Notify client close #310

viktordick · 2020-08-12T17:50:15Z

Implementation of the idea discussed in #308. The tests don't pass yet and I should also implement additional tests for this, but hopefully this helps with the discussion.

viktordick · 2020-08-15T16:12:16Z

@bertjwregeer Is there a chance that this PR will be accepted if I fix the tests and add new ones for the new feature? Or do you think our request is too exotic and the added complexity should be avoided?

digitalresistor

I am not opposed to adding the feature, but not in this current form.

Adding an extra lock for something most applications won't use adds extra overhead that is not necessary
I'd want this to be a flag that is set in the configuration, so this needs an adjustment flag, so that app owners need to opt-in to this behaviour, I do not like the idea of this being a default
I would be okay with a new key being added to the environment that is a callable that can check if a channel is now closed because of client disconnection. This is the suggestion that @mmerickel made.

The task already has access to the channel, and since WSGITask is creating the environ, adding a function that is:

def check_alive(self):
    return self.channel.client_disconnected

would be simple.

And in handle_read() we set client_disconnected if the client has disconnected (i.e. the read returns 0). Then in Task we add a check in finish() to see if self.channel.client_disconnected is true, to raise ClientDisconnected so that the logic in HTTPChannel.service() does the right thing to tear everything down.

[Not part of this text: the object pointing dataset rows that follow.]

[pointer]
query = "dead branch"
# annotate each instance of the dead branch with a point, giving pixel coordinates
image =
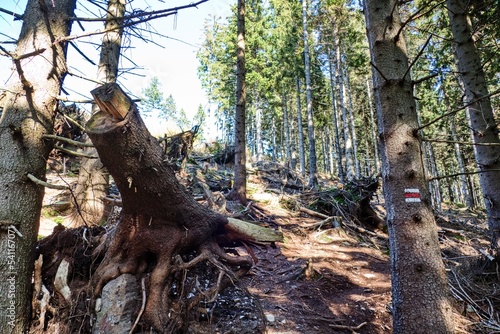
(351, 328)
(457, 110)
(16, 16)
(68, 141)
(45, 184)
(417, 57)
(313, 213)
(436, 140)
(458, 174)
(75, 153)
(143, 305)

Regarding number 2, I don't mind the extra knobs being available in the WSGI environment by default, although adjustments is available inside of Task as well, so it could be added to the WSGI environment conditionally.

src/waitress/channel.py

viktordick · 2020-08-23T12:35:05Z

@bertjwregeer Thanks for the review.

Regarding 3:
I guess there are three possibilities. A) the application inserts a callable into the environment that waitress then calls (in the main thread, not in the worker thread!). B) Waitress inserts a flag into the environment once the connection is closed and the application checks for it. C) Waitress inserts a callable into the environment that the application can use to check for client disconnection.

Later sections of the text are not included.